Tuesday, August 9, 2016

Eden, pt 2

(part one)

The World was all before them, where to choose
Thir place of rest, and Providence thir guide:
They hand in hand with wandring steps and slow,
Through Eden took thir solitarie way.
Paradise Lost, Book 12, 646-649

Rooney Mara in Vogue; by Mert and Marcus
All the world is before us, and it is too big to face alone. Our wandering is slow; our attempts to rail against the slowness rush us heartily into vast decision, and the search for meaning. We walk hand in hand, like Milton’s fallen, but this togetherness is a cruel joke; hands must part to do the work. At the base of our very humanity, we are alone. Solitude is a natural state; enforced on a will we’ve been told is free.
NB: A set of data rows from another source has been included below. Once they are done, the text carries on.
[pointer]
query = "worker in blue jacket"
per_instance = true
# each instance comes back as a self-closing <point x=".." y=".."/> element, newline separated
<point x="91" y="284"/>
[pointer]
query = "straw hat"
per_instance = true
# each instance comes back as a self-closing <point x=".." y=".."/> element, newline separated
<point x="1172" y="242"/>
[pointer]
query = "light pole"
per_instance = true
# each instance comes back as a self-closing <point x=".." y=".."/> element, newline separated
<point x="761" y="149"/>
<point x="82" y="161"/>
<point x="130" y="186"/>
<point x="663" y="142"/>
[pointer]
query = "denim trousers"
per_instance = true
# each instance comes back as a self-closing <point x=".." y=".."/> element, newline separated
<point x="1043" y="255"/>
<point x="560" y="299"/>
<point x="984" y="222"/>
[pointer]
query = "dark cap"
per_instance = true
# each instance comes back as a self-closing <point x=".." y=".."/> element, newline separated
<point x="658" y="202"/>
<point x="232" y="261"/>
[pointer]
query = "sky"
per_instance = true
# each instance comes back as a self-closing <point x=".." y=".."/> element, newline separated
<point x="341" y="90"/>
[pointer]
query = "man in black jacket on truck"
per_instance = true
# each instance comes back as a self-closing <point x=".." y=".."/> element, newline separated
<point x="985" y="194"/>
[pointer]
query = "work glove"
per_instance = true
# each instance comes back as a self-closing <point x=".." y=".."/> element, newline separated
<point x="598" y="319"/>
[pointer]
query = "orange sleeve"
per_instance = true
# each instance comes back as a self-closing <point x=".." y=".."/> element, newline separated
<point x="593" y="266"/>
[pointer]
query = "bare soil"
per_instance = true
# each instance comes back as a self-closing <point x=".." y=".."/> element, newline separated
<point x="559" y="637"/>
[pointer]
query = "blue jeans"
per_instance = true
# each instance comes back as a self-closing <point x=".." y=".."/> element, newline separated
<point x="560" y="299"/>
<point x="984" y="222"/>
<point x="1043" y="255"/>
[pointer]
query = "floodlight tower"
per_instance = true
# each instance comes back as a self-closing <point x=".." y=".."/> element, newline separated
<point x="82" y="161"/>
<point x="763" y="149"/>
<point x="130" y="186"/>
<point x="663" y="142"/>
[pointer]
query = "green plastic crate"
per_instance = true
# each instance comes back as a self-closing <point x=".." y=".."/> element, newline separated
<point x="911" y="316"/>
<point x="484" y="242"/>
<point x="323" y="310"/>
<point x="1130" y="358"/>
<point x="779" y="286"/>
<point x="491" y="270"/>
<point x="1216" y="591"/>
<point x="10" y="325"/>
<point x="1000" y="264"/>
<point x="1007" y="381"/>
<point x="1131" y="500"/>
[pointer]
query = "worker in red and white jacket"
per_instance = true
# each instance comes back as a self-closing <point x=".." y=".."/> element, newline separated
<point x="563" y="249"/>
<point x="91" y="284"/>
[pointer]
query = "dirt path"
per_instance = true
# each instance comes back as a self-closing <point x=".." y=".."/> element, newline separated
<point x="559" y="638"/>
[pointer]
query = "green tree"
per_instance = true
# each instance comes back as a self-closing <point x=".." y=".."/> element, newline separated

The truth is, we have not moved on from the struggle of Adam. We are all standing at the edge of the world, looking for a place to rest. Though, we know by now, rest is elusive. The act of completion isn’t ours to make. Our exile from the garden was the loss of peace, so our search for resolution is never finished. There is no rest for the wicked, and, as the story goes, we are wicked. Eve and I have a lot in common, after all, and the fruit of the justified upper hand appeals to me (and has lost me), too.
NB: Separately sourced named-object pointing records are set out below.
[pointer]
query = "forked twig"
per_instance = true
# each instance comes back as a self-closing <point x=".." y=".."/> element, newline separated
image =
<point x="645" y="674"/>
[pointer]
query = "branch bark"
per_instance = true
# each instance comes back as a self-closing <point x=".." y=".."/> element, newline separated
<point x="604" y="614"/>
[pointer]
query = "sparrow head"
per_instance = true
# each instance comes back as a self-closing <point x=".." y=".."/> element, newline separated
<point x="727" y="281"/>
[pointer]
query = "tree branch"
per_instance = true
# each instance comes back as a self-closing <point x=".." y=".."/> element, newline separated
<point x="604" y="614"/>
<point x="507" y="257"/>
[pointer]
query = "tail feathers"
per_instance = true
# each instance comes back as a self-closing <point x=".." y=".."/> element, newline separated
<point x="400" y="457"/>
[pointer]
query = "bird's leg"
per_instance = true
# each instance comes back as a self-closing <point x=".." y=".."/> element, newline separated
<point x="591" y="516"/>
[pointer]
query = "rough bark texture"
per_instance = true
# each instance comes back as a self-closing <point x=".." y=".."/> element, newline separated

There’s an irony in the story of their exile, though. Adam and Eve walked out, under the eye of Providence. Imperfection demanded separation, but God could not bear it. He told them to get out, and followed them anyway. This new creation, so newly disappointing, was not ended, but rather, sent out to flourish. They were tasked by their seed with the salvation of humanity, though they themselves had doomed it. God left them in charge of the world when they could not handle Eden.

Though Providence may guide us, Providence eludes us, too. He is always moving on, and so we must move on. From our losses, from our deaths, from the peace that comes with entitlement; we don't get to rest. We must move on.

To what? 

To work, which is the burden of our life. To life and loneliness with others. Even held hands must part, to do the work of trying.

All the world is before us. It is too big to face alone, and yet in one instant: we are and are not.